On 26 January 2011 the European Commission declared the so-called Restructuring Clause (Sanierungsklausel) (Sec. 8c (1a) of the German Corporate Income Tax Act (CTA)) as inconsistent with EU funding guidelines. The decision of the European Commission is criticized by national experts and stresses the German economy with a hardly tolerable uncertainty as regards tax issues in restructurings.
The Restructuring Clause allows, contrary to the general concept of Sec. 8c (1) CTA pursuant to which loss carry forwards cease to exit in cases of material changes in ownership, to carry forward losses if a material change in ownership occurs in order to allow a restructuring. Introduced in the time of the economic crises (16 July 2009), the clause was meant to be one of the main measures to overcome the crises. Frequently named “lex Opel” as a reference to its origins, the regulation was intended to help achieve an efficient stabilization of Germany as a business location.
On 24 February 2010 the European Commission had already expressed doubts regarding the compliance of the Restructuring Clause with EU law. A formal investigation procedure was initiated. German tax authorities had reacted in March 2010 by suspending the application of the Restructuring Clause until the procedure was finalized. Prior assessments, however, stayed in effect.
Decision of the European Commission
The European Commission assessed in a formal procedure whether the Restructuring Clause is to be regarded a national government aid and, if so, if it is in compliance with the EU Common Market. In the eyes of the European Commission, the Restructuring Clause constitutes a state financed selective privilege for distressed companies and therefore a government aid. Furthermore, such aid shall not be justified by the nature and structure of the German system for loss carry forwards. The Commission states moreover that the requirements under which a government aid is permitted as a means of rescue or reorganization are not met. German experts criticize the use of a wrong reference system when debating the selectivity of the measure as well as a general lack of understanding of the German system of business taxation. Not the survival of loss carry forwards in case of a restructuring but their extinction under Sec. 8c (1) CTA is an exception from the general ability-to-pay principle. Such exception was introduced solely to effectively fight the former practice of purchasing shell companies only in order to use existing loss carry forwards. Thus, the counter-exemption under Sec. 8c (1a) CTA just reintroduces the general rule and does not have privilege effects.
Reaction of the Federal Government
The Federal Government has announced its intention to fight the Commission’s decision before the European Court of Justice (ECJ). Such action would have no suspensory effect. Tax benefits that currently have to be regarded as government aids are thus to be claimed back by the Federal Republic.

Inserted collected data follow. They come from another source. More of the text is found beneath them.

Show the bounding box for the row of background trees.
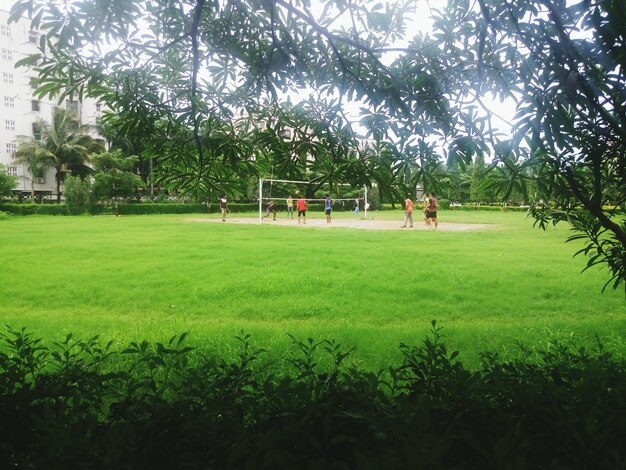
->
[3,105,533,207]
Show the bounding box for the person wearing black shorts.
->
[427,192,438,230]
[297,196,307,224]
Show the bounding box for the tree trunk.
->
[56,166,62,203]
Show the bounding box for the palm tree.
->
[12,136,55,201]
[26,107,104,202]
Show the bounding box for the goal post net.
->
[258,178,369,222]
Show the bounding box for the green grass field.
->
[1,210,624,368]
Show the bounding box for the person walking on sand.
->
[426,192,438,229]
[219,195,228,222]
[262,200,277,220]
[324,194,333,223]
[286,195,294,219]
[402,193,414,228]
[297,195,308,224]
[352,198,360,215]
[422,192,431,227]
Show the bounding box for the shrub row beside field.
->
[0,203,207,215]
[1,322,625,469]
[1,202,617,216]
[0,202,363,216]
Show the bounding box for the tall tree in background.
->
[0,165,17,197]
[469,154,487,204]
[12,137,55,201]
[91,150,145,203]
[15,108,104,202]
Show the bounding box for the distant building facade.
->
[0,0,102,198]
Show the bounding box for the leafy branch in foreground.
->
[428,0,626,291]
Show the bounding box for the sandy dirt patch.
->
[186,216,494,231]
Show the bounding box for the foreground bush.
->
[1,322,625,469]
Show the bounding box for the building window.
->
[0,25,10,37]
[31,100,40,111]
[96,103,102,112]
[1,49,12,60]
[6,143,16,154]
[34,176,45,184]
[280,129,292,139]
[30,78,38,90]
[5,120,15,131]
[32,122,41,139]
[4,96,14,107]
[3,73,13,84]
[29,31,37,43]
[6,166,18,177]
[66,99,79,115]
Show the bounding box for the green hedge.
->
[211,202,258,213]
[377,203,402,211]
[0,204,68,215]
[0,203,208,216]
[0,202,534,216]
[2,202,316,216]
[450,204,530,212]
[225,202,360,213]
[108,203,207,215]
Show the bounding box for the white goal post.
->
[258,178,369,222]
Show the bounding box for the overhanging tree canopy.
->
[419,0,626,291]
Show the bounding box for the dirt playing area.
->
[187,216,494,231]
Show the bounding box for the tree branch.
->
[189,0,206,193]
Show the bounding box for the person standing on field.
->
[422,192,431,227]
[286,195,294,219]
[427,192,438,229]
[402,194,414,228]
[219,195,227,222]
[324,194,333,223]
[297,195,308,224]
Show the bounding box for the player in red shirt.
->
[297,196,308,224]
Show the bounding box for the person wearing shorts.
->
[324,194,332,223]
[402,194,414,228]
[297,196,307,224]
[219,195,227,222]
[427,192,438,229]
[286,195,294,219]
[422,192,431,227]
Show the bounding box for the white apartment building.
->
[0,0,102,198]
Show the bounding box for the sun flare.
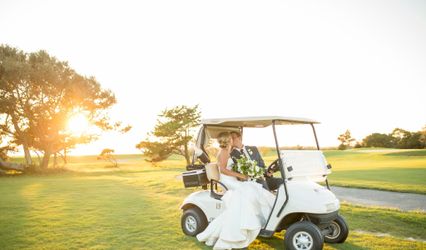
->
[67,114,89,135]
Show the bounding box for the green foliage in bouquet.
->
[232,155,265,179]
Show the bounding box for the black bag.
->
[186,164,205,171]
[182,169,209,188]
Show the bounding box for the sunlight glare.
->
[67,114,89,135]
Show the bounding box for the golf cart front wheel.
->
[181,207,208,236]
[284,221,324,250]
[324,214,349,244]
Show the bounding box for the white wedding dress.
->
[196,158,276,249]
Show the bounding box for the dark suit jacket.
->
[230,146,283,190]
[230,146,265,168]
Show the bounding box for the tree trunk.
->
[53,153,57,168]
[40,151,51,169]
[183,143,190,165]
[22,142,33,167]
[63,149,67,164]
[34,150,42,165]
[11,116,32,167]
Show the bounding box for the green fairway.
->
[0,155,425,249]
[259,148,426,194]
[323,149,426,194]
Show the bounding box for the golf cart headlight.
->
[326,203,336,212]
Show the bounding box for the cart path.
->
[331,186,426,212]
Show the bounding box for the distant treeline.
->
[358,128,426,149]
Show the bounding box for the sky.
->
[1,0,425,155]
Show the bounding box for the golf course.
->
[0,149,425,249]
[2,0,426,249]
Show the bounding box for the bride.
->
[196,132,276,249]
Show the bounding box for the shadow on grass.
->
[189,232,370,249]
[258,235,283,249]
[328,242,366,250]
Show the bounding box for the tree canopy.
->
[361,127,425,149]
[97,148,118,168]
[337,129,355,150]
[0,133,15,161]
[0,45,120,169]
[136,105,201,164]
[362,133,393,148]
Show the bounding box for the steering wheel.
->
[267,158,280,174]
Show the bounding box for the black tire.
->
[284,221,324,250]
[181,207,208,236]
[324,214,349,244]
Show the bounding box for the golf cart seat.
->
[205,163,228,200]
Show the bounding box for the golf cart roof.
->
[201,116,319,128]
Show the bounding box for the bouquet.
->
[232,155,265,180]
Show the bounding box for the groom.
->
[230,131,283,191]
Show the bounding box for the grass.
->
[8,148,426,194]
[259,148,426,194]
[0,155,425,249]
[323,149,426,194]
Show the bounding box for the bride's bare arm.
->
[217,150,247,180]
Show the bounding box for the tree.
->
[353,141,363,148]
[97,148,118,168]
[0,45,119,169]
[420,125,426,148]
[362,128,425,149]
[390,128,410,148]
[0,46,33,167]
[337,129,355,150]
[0,134,15,161]
[362,133,393,148]
[405,132,424,149]
[0,130,22,172]
[390,128,423,149]
[136,105,201,165]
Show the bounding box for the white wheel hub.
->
[185,215,197,233]
[325,221,341,240]
[293,231,313,250]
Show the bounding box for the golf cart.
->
[180,116,348,250]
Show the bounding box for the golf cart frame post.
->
[267,120,331,228]
[271,120,289,219]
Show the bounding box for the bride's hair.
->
[217,132,231,148]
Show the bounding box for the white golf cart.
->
[180,116,348,250]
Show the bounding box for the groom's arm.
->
[230,148,242,164]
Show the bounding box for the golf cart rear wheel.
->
[181,207,208,236]
[324,214,349,244]
[284,221,324,250]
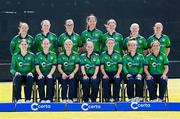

If Germany succeeds with an action to the ECJ, the Restructuring Clause might be applicable retroactively to the assessment periods 2008 to 2010 (as well as to future assessment periods).
Pursuant to a draft law currently discussed, the Restructuring Clause (Sec. 8c (1a) CTA) shall be abolished with retroactive effect as of 1 January 2011 (Draft Sec. 34 (7c) CTA).
Implications of the Commission’s Decision
The decision of the European Commission brought substantial uncertainties as to how to deal with tax issues in a restructuring. Beside the inapplicability of Sec. 8c (1a) CTA, there is serious concern that the Restructuring Decree (Sanierungserlass) dated 23 March 2003 might not withstand a potential review by the European Commission either. On the basis of such Decree issued by the Federal Ministry of Finance (Bundesfinanzministerium, BMF), the tax administration may grant (discretionary decision) an exemption from tax for restructuring gains (balance sheet profits from debt waivers during a restructuring). The threatening additional tax burdens in case of a negative decision by the European Commission makes companies reluctant as regards an application of the Restructuring Decree. There is also uncertainty within the tax administration. If the Restructuring Decree should really be tested by the Commission and if the outcome should be that is in breach with EU law, taxes on restructuring profits might be claimed for transactions of the past. It is likely that this would put at risk the existence of a number of companies.
Taxation in restructuring scenarios means a challenge to companies and their legal advisors as well as to the tax authorities. There is currently a draft legislation aiming at facilitating the restructuring of companies. It has been requested to also introduce provisions on restructuring taxation in this context. At present, it is not foreseeable whether the German legislator will comply with such request.